Hadoop exports status interface via HTTP, using DNS names.
Amazon uses internal DNS names in their AWS cloud.
Therefor, should you request to access Hadoop status interface from outside the cloud (like your office pc... you will fail).
This guide suggest a solution (using a claver work around) to this problem.
Problem Description
Hadoop builds status html pages & links based on current machine hostname. This hostname represents internal machine DNS name which is resolvable from within the AWS cloud using AWS internal DNS server:
cat /etc/resolv.conf
nameserver 172.16.0.23
domain ec2.internal
search ec2.internal
the problem here comes into existence when trying to access the status page from your development box (Office, home, mobile, telepathic...) here your machine will try to resolve ip-10-202-30-119.ec2.internal using your ISP DNS server, which will obviously fail.
Solution
The solution to the above problem is to use a combination of several cool tricks in the basis of which stands SOCKS5 proxy. Let's get started:
- Install Firefox 3 http://www.mozilla.com/firefox/
- FoxyProxy Standard is a proxy manipulation utility for firefox, install it from https://addons.mozilla.org/en-US/firefox/addon/2464/
- Make the following configurations to FoxyProxy
- Right click on foxy proxy Icon and choose options
- Choose "Add New Proxy"
General
Proxy Name = AWS Internal
Proxy Details
Select * Manual proxy configuration
Host or IP Address = localhost Port = 6666
[v] SOCKS proxy? (x) SOCKS v5
URL Patterns
Create 2 patterns: *ec2.internal*, *domu*.internal*
* Tip: You might want to consider a 3rd patten if you are for example from Israel... *pandora.com*
- Make sure you have selected "Use proxies based on their pre-defined patterns and priorities" from the FoxyProxy options menu.

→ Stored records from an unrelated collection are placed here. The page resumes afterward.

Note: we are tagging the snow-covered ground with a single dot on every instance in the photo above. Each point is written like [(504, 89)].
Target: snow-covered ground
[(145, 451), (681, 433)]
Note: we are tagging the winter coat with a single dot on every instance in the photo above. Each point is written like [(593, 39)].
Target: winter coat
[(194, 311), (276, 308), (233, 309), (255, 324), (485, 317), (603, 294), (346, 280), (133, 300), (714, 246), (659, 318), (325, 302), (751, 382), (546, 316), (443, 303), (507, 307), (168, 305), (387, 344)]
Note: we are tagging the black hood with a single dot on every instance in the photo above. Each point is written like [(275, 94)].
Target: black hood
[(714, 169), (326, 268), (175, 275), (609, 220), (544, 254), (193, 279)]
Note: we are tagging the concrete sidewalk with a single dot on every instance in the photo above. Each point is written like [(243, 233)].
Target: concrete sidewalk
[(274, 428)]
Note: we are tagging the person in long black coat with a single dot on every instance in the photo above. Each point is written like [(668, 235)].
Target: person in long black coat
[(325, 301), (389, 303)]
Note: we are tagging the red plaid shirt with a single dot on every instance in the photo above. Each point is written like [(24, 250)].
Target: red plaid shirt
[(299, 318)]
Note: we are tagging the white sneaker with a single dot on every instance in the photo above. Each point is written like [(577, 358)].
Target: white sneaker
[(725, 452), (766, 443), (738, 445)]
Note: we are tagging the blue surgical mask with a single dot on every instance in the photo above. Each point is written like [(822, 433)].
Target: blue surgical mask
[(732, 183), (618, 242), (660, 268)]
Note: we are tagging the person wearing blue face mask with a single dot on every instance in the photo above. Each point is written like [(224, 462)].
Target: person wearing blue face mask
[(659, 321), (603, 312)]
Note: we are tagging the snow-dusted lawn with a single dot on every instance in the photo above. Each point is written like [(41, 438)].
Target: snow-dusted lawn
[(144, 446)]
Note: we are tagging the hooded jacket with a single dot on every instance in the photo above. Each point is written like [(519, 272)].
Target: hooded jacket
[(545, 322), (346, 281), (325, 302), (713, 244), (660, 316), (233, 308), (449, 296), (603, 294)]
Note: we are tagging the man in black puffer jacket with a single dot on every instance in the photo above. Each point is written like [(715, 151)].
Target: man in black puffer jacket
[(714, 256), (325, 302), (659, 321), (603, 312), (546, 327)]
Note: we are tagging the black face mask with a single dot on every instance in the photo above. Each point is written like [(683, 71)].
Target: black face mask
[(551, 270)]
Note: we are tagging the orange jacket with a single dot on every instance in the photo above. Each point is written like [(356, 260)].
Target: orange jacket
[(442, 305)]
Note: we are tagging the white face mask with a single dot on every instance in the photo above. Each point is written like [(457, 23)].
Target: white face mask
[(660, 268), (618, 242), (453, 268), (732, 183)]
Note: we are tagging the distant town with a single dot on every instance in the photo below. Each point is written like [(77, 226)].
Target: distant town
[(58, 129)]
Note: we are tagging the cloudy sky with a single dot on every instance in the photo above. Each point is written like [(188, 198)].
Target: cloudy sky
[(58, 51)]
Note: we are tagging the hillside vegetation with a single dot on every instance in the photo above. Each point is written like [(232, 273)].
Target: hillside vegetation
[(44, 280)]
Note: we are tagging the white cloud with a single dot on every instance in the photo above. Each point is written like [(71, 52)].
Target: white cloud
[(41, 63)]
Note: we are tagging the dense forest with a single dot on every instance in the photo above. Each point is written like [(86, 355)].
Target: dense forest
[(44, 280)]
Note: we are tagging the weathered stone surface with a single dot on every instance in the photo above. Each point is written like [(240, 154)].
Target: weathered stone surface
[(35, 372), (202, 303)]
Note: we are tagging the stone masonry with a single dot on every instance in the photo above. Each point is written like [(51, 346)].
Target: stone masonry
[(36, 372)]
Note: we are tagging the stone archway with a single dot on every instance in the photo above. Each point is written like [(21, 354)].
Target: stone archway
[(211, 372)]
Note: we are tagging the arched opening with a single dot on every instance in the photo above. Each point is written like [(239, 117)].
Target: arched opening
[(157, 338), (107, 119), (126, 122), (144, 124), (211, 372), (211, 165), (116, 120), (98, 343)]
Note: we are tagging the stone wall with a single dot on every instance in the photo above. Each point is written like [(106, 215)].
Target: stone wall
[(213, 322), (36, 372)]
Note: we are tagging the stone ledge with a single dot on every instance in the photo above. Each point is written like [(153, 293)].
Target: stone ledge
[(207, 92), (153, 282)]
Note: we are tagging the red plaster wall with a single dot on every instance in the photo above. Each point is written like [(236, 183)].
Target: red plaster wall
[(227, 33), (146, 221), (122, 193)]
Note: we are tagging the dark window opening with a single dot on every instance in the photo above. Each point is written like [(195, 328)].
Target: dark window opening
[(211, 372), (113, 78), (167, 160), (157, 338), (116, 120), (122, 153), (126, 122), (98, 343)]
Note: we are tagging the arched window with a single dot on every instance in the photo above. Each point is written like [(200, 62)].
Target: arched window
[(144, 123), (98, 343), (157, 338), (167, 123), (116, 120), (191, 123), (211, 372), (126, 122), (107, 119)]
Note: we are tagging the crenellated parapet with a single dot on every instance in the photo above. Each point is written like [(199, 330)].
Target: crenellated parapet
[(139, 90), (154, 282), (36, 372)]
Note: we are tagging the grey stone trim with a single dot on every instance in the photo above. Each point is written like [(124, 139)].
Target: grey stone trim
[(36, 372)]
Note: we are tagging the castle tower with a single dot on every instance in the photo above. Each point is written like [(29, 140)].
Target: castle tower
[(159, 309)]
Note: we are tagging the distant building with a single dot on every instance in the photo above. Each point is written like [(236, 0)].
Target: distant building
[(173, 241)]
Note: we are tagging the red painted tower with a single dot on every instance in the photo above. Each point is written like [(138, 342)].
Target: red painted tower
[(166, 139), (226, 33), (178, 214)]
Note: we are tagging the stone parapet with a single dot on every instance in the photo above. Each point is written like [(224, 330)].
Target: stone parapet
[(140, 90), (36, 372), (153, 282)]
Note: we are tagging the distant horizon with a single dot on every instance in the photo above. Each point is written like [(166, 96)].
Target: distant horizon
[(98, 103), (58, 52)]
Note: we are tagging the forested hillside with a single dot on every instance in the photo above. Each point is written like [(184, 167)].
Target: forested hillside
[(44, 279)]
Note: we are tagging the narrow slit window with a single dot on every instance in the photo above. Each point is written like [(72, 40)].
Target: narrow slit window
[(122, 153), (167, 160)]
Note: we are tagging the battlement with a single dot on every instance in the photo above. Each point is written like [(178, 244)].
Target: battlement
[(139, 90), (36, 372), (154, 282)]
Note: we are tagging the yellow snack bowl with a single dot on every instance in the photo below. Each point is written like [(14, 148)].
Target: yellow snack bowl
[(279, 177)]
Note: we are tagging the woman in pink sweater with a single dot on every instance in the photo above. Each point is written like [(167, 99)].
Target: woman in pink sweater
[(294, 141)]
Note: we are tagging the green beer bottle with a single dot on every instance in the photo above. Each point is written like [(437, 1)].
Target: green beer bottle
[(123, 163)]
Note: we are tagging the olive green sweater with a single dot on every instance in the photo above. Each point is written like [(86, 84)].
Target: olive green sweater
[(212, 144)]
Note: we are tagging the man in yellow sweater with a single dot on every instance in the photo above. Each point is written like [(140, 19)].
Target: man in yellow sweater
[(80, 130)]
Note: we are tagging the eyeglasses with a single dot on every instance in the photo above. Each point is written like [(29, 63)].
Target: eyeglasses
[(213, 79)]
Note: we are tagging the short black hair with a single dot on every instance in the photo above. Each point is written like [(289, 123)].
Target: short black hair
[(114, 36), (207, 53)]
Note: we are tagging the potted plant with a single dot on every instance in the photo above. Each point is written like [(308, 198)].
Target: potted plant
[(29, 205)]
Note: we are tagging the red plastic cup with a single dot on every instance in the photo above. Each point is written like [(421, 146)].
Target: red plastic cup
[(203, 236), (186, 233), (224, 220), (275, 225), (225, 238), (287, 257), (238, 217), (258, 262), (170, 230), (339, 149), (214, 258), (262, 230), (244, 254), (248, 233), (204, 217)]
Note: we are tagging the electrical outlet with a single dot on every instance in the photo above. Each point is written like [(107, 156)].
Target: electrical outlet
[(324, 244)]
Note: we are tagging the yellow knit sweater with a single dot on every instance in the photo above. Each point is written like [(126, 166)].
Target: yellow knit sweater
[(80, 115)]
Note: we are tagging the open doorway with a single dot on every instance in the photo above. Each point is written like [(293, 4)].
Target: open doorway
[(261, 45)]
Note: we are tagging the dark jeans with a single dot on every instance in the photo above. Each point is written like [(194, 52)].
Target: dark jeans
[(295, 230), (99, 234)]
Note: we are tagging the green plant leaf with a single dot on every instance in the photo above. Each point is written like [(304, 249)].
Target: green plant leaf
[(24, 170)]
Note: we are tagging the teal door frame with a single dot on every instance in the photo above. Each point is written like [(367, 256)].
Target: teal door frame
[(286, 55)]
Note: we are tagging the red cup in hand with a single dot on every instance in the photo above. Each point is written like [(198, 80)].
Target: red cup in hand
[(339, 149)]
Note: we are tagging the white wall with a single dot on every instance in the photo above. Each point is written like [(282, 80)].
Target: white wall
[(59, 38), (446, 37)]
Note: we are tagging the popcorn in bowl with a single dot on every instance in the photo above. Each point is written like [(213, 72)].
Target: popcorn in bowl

- This step diverts for Windows & Linux users
Windows
//TODO// Configure putty with dynamic tunning.
Linux
nohup ssh -CqTnN -D 6666 ubuntu@ec2-xxx-xxx-xxx-xxx.compute-1.amazonaws.com
OK... now try to access
http://ip-10-202-30-119.ec2.internal:50070/dfshealth.jsp you should be getting a nice GUI allowing you to browse your HDFS file system.
How it works
You are creating using SSH protocol a socks proxy tunned over ssh. From one hand your ssh client accepts SOCKS5 proxy requests on port 6666 (localhost) and transfers them to the host inside AWS cloud. Your firefox is set to do requests for *patten* which matches internal host names inside AWS cloud over a proxy (using foxyproxy). So what happens is the following:
Firefox: "Hmmm, I need to do HTTP GET for ip-10-202-30-119.ec2.internal" - Who should I be talking to? OH! I know, foxyproxy tells me I should delegate this to my friends, the socks5 proxy at localhost:6666, cool.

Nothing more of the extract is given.